Le Québec reçoit en moyenne 150 demandeurs d’asile par jour depuis deux semaines. Les services d’accueil temporaires débordent, au point où l’État a dû déployer 600 lits au Stade olympique.
Depuis le début de l’année, environ 3350 migrants en provenance des États-Unis ont été interceptés au Québec par la GRC. L’afflux de migrants est subit, mais ce n’est certainement pas une surprise.
Il s’agit d’une autre manifestation de ce détestable « effet Trump ». L’aversion du président pour tout ce qui est « non américain » fait partie des fondements de sa carrière publique. En mai, il a menacé de retirer l’asile temporaire accordé à 60 000 Haïtiens à la suite du tremblement de terre de 2010. Encore mercredi, M. Trump a annoncé son intention de réduire de moitié, d’ici dix ans, le nombre d’immigrants peu qualifiés qui entreront aux États-Unis. Tout un contraste avec le premier ministre Justin Trudeau, qui dépeint le Canada comme une terre d’accueil et un « sanctuaire » inclusif.
La parole reste lourde de conséquences en politique. MM. Trump et Trudeau concourent, chacun à sa manière, à ce récent mouvement migratoire du sud vers le nord de ressortissants américains, pour la plupart d’origine haïtienne. L’hiver dernier, ceux-ci ont été précédés par des réfugiés syriens. La porte-parole du NPD en matière d’affaires étrangères, Hélène Laverdière, évoque une « crise annoncée », et pour cause.

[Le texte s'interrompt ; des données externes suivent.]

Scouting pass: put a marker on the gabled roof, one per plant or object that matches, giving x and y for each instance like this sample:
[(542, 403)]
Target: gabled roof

En réaction aux politiques migratoires hostiles du président Trump, le gouvernement Trudeau aurait dû révoquer depuis un bon moment l’Entente entre le Canada et les États-Unis sur les tiers pays sûrs. Cet accord oblige un réfugié à demander l’asile dans le premier des deux pays dont il foule le sol. Il ne peut se présenter à un poste frontalier de l’autre pays et tenter sa chance une deuxième fois. Il ne lui reste donc plus qu’à franchir la frontière dans l’illégalité afin de faire une nouvelle demande d’obtention du statut de réfugié au Canada, en vertu d’un précédent établi par la Cour suprême il y a une trentaine d’années. Comprenne qui pourra cette aberration contraire à la dignité humaine.
La suspension de l’Entente inciterait les migrants à fouler le sol canadien par les voies normales, sans leur enlever le privilège de réclamer le statut de réfugié. Cette mesure permettrait de soulager la pression sur les policiers et les douaniers, et de faire un triage pour envoyer les demandeurs d’asile dans la province de leur choix.

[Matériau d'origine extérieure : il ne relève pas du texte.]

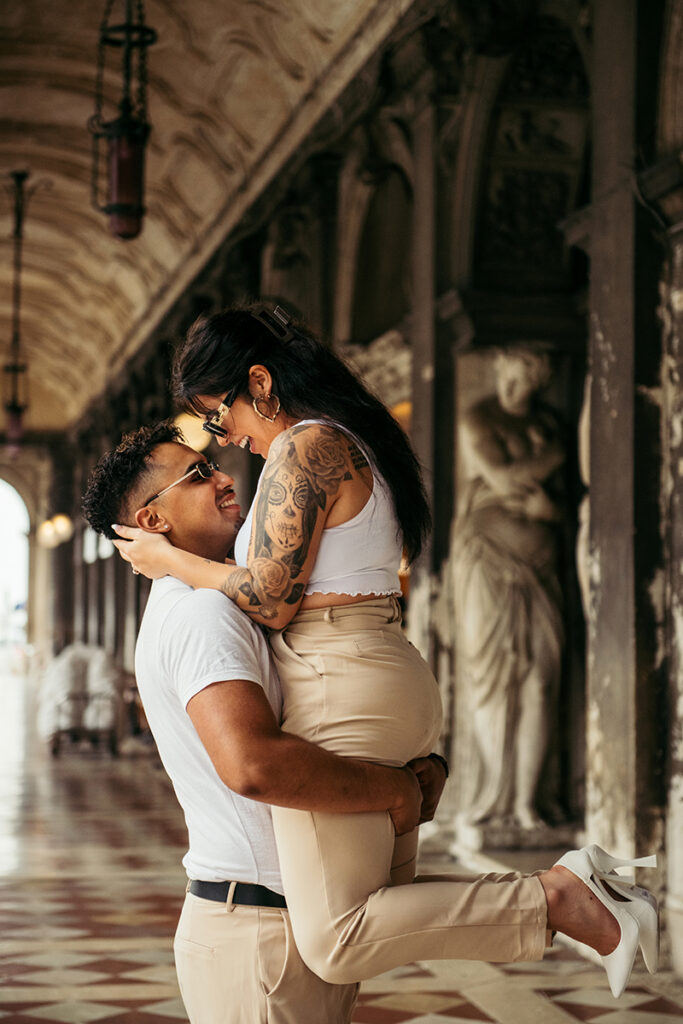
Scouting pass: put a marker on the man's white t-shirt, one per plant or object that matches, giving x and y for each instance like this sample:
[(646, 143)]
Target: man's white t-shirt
[(189, 639)]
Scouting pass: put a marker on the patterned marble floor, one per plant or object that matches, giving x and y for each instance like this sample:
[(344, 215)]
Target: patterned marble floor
[(90, 889)]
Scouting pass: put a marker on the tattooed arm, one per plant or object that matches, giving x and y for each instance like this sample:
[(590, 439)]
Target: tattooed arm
[(308, 468)]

Le Québec est une terre d’accueil. Montréal, proclamée « ville sanctuaire » par le conseil municipal, fait une démonstration éloquente de ses réflexes de solidarité. Les besoins de base des migrants seront comblés par l’État québécois : vêtements, nourriture, soins de santé, logis temporaire et même l’éducation des enfants. Il ne peut en être autrement dans une société progressiste.
À brève échéance, Ottawa doit accélérer le traitement des demandes pour les permis de travail et le statut de réfugié. La Commission de l’immigration et du statut de réfugié du Canada (CISR) devra faire preuve de diligence et d’efficacité.
Ottawa décide à son rythme d’accorder ou non le statut de réfugié tandis que Québec assume, dans l’intervalle, l’ensemble des dépenses. C’est une répartition injuste du fardeau de dépenses. Québec ne peut assumer seul le poids de cette crise.